Join us for an online tech talk. Tech talks include slides, a demo + Q&A.

Abstract:
While it is common to use Delta Lake as a sink for change data captured from traditional data sources; customers are increasingly asking how to use Delta tables as a source for a change data capture (CDC) process. To state a different way, how can we read a stream of changes from a Delta table, so that they can be propagated downstream.

Some example use cases include (but are not limited to):

  • After cleaning the data following the Delta Architecture (bronze, silver, and gold tables), propagate this data to multiple downstream systems.

  • An e-commerce company is using a Delta table to store features related to each of their customers sourced from multiple upstream sources. Upon any customer data change, this is propagated to update downstream ML models to provide the latest product recommendations to the customer.

  • A large software company is using a Delta table to process and store 100s of TBs of customer telemetry data. Changes in this table need to be sent to a downstream consumer for updating a range of dashboards and analytics.

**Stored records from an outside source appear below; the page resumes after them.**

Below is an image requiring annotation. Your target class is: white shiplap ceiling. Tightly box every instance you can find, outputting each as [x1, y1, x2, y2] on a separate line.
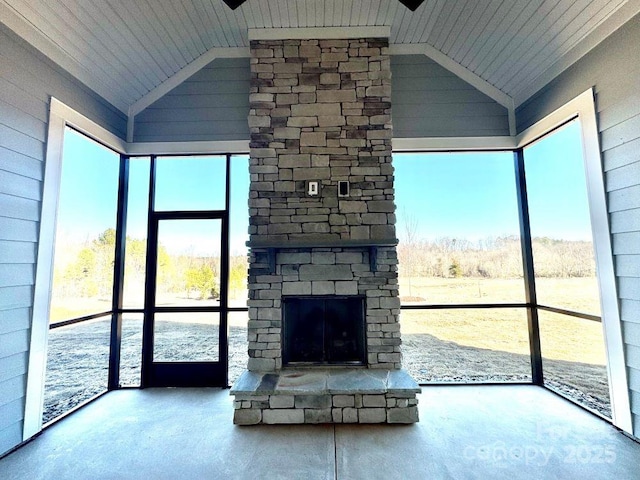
[0, 0, 640, 114]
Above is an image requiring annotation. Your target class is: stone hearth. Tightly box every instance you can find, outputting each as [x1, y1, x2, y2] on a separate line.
[231, 33, 419, 424]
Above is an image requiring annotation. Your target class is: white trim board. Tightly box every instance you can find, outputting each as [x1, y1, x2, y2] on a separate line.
[391, 137, 516, 152]
[22, 98, 65, 441]
[126, 140, 249, 155]
[517, 89, 637, 435]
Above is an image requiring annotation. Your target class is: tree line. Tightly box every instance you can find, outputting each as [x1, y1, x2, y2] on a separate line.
[398, 236, 596, 278]
[54, 228, 248, 299]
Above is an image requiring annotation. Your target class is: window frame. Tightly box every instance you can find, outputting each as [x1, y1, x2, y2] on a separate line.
[516, 88, 633, 434]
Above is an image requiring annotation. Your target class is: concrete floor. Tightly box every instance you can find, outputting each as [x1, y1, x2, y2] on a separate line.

In each of these cases, we want to capture a change stream from a Delta table and send it somewhere for further processing. In this session, we will discuss the architecture, use cases, and solutions.

Agenda:
9:00AM - 9:50AM - Presentation + Demo
9:50AM - 10:00AM - Q&A

Link to join: https://databricks.zoom.us/j/524995713

Speakers:
Paul Roome is a Senior Solution Architect at Databricks, where he focuses on helping large customers in the Bay Area achieve their data ambitions. Prior to Databricks, Paul worked on applications of large scale entity resolution and graph analytics, as well as using machine learning to fight fraud and organized crime.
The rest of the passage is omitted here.